March for Homes, London, 31st January 2015, photo Paul Mattsson

March for Homes, London, 31st January 2015, photo Paul Mattsson   (Click to enlarge: opens in new window)

Shelter, the homelessness charity, says more than 80% of homes for sale in England were unaffordable for the average working family looking to buy their first home.

Its latest survey found that in London there are only 43 homes for sale (0.1% of the total advertised) that are genuinely affordable, based on an average family income at £31,000 a year. And those 43 properties include house boats and a mobile home! In 13 London boroughs Shelter found no affordable houses at all.

The re-election of the Tories will see the nasty party legislate to extend the ‘right to buy’ law to 1.3 million tenants in housing associations. Expect many of these sell-offs to end up in the hands of private landlords, as happened with council house sales.

Meanwhile, new housebuilding continues to falter in both private and public sectors. Not least because of a massive 66% cut in the housing investment programme by the previous coalition government.

Only 107,980 new homes (private and social) were completed in England in 2012-13 – the lowest total since the 1920s. While in 2013-14 just 118,770 new homes were built.

The current welfare cap, combined with soaring rents, has led to 50,000 families being moved out of London over the last three years. The size of this ‘social cleansing’ rivals the forced movement of people in recent European conflict zones, despite Tory London Mayor Boris Johnson’s claim that welfare cuts would not lead to “Kosovo-style social cleansing”.

The Tories pledged in the election to further cap welfare payments by £3,000 and end the limited housing benefit currently available to under-21s claiming Jobseeker’s Allowance. Such draconian measures will increase evictions and homelessness.


Rent controls

I was interested to read the article on rent controls in the Socialist (issue 854).

In 1988 I was renting a one-bedroom ground floor flat in South East London. Both it and the identical flat upstairs were “fair-rented” on a secure tenancy. As long as we paid the rent and didn’t wreck the place, we couldn’t be thrown out. The rent was £200 a month pus rates (this was before the Poll Tax.)

The upstairs tenants moved out in October 1988 and the landlords kept the place empty for three months.

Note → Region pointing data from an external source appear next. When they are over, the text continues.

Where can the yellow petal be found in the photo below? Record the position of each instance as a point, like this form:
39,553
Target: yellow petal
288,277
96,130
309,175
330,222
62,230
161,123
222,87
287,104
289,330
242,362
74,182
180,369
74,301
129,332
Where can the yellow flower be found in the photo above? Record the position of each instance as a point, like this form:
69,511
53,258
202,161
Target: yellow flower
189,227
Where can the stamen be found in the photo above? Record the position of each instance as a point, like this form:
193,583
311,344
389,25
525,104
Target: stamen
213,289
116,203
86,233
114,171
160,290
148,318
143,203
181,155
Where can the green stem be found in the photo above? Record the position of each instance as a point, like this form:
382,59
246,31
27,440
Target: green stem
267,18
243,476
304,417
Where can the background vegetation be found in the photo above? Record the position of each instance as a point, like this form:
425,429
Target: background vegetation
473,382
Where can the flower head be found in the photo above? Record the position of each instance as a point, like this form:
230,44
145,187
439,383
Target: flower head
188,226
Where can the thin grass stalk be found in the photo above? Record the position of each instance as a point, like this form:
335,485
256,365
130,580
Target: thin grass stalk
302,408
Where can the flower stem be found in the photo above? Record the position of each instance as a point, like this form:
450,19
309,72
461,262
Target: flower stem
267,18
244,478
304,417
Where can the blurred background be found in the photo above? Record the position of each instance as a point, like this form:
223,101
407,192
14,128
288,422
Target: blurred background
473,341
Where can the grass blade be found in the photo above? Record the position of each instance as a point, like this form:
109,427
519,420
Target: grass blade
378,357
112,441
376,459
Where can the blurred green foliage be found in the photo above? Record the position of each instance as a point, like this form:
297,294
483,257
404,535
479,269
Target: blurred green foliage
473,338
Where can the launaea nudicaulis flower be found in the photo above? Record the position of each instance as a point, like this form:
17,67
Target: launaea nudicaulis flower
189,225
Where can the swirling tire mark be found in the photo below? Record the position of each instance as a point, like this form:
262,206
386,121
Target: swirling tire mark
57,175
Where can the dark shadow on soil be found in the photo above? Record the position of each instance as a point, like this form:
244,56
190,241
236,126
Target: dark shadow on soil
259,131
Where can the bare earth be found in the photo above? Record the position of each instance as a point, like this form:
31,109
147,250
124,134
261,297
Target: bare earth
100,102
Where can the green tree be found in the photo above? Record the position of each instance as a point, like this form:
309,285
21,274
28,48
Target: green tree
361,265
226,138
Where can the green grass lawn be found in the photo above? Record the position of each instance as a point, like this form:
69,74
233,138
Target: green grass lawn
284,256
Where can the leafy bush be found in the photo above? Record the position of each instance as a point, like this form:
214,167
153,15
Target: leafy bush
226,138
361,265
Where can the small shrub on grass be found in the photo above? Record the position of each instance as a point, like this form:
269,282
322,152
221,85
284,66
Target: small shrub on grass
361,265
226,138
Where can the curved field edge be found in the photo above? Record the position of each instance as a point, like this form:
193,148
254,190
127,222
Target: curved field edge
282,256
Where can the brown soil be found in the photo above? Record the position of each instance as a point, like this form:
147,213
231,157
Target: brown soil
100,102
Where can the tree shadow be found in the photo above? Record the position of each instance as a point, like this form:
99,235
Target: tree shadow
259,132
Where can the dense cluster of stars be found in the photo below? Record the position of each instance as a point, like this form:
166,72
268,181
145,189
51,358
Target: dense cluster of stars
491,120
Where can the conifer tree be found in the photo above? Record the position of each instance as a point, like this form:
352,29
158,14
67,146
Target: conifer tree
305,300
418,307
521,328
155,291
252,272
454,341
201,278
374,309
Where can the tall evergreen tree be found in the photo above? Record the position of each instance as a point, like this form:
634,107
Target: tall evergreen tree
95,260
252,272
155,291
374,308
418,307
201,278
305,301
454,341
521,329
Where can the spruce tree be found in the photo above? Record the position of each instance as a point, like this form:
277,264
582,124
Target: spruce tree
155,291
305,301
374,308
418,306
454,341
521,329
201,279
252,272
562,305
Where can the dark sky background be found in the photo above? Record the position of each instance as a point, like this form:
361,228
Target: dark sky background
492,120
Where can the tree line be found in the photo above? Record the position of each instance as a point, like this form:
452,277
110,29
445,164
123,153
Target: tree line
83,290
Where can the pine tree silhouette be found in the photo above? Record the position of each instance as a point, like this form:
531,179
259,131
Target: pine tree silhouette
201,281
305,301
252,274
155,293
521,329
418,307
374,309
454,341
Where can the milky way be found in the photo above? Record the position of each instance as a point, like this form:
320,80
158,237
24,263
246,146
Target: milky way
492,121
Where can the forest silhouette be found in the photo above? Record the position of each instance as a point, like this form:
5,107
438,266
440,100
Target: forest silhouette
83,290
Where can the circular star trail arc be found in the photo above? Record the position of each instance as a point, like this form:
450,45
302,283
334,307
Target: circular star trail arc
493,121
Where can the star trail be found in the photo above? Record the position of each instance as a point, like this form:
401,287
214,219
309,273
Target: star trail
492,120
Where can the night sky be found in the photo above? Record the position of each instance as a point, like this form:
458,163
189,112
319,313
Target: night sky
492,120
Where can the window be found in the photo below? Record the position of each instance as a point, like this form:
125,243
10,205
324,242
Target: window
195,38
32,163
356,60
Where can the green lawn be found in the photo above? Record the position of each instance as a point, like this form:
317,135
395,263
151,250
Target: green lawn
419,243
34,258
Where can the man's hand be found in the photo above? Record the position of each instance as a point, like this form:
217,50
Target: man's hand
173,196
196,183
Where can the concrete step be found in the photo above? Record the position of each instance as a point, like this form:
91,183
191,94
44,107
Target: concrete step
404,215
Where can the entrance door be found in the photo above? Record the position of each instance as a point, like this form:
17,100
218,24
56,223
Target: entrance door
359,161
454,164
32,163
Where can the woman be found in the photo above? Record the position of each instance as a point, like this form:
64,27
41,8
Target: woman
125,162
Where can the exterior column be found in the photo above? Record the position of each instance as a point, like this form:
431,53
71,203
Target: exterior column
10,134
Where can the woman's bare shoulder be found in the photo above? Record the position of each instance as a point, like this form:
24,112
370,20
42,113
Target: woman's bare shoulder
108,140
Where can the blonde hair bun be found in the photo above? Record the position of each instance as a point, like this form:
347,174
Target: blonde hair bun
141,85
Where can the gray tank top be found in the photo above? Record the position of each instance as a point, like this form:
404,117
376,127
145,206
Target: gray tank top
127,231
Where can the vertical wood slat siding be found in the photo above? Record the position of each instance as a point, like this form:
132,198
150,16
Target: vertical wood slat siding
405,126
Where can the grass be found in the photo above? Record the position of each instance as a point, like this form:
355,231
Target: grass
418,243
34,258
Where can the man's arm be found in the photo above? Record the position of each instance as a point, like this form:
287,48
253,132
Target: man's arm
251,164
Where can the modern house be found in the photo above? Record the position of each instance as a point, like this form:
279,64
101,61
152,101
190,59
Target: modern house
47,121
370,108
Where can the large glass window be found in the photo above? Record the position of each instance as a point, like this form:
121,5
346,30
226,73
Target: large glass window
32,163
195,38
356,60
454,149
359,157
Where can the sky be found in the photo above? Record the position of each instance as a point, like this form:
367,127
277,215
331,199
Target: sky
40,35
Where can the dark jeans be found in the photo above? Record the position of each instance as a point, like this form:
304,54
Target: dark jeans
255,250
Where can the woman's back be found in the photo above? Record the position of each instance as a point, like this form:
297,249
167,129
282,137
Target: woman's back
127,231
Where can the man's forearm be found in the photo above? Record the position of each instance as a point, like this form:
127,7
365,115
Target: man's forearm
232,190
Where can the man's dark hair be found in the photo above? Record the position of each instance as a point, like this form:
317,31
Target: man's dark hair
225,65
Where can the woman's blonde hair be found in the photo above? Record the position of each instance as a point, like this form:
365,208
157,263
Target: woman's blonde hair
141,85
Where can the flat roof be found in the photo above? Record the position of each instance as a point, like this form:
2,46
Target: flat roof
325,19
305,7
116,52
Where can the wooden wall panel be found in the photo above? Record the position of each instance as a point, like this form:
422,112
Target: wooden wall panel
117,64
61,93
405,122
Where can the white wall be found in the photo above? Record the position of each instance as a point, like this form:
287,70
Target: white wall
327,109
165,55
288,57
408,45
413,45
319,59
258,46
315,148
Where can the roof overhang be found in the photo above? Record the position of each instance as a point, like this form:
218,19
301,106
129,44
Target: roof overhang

As soon as the Tories’ Housing Act came into force – I think it was 31 January – the next day the flat was rented out for £400 a month (plus rates of course!) on an ‘Assured Tenancy’, which meant that after six months the landlord could throw the tenants out on a whim.

So under the Tories’ Housing Act rents literally doubled over night!

A consequence for me was that the landlord continually tried to get my rent put up far more than the rate of inflation using the argument they were getting twice as much for an identical flat up the stairs! This meant annual trips to the Rent Tribunal with the additional hassle of preparing a case. But with the help of the Local Authority Advice Centre we managed to fight these.

I have since moved on but as the saying goes I couldn’t afford to live there now.

Tom Prentice, East Lothian

Socialist planning

During the election Labour said it would eventually build 200,000 affordable homes if elected.

However, tucked away on page 9 of Inside Housing (1 May) was an article headlined: ‘Brick shortages delay plans’. In it the Federation of Master Builders (FMB) says that brick production ground to a halt at the beginning of the recession and is still struggling to catch up.

Some of the brickworks were closed for good and will never work again. As well as the shortage of materials, there is also a shortage of bricklayers and the FMB says they may well have to rely on migrant labour.

If ever there was proof of the need for a socialist planned economy this debacle is it. Only then would there be control of raw materials, the means of production, training and apprenticeships, all linked together to meet the needs of society.

Yet again the failure of market forces undermines the needs of the people.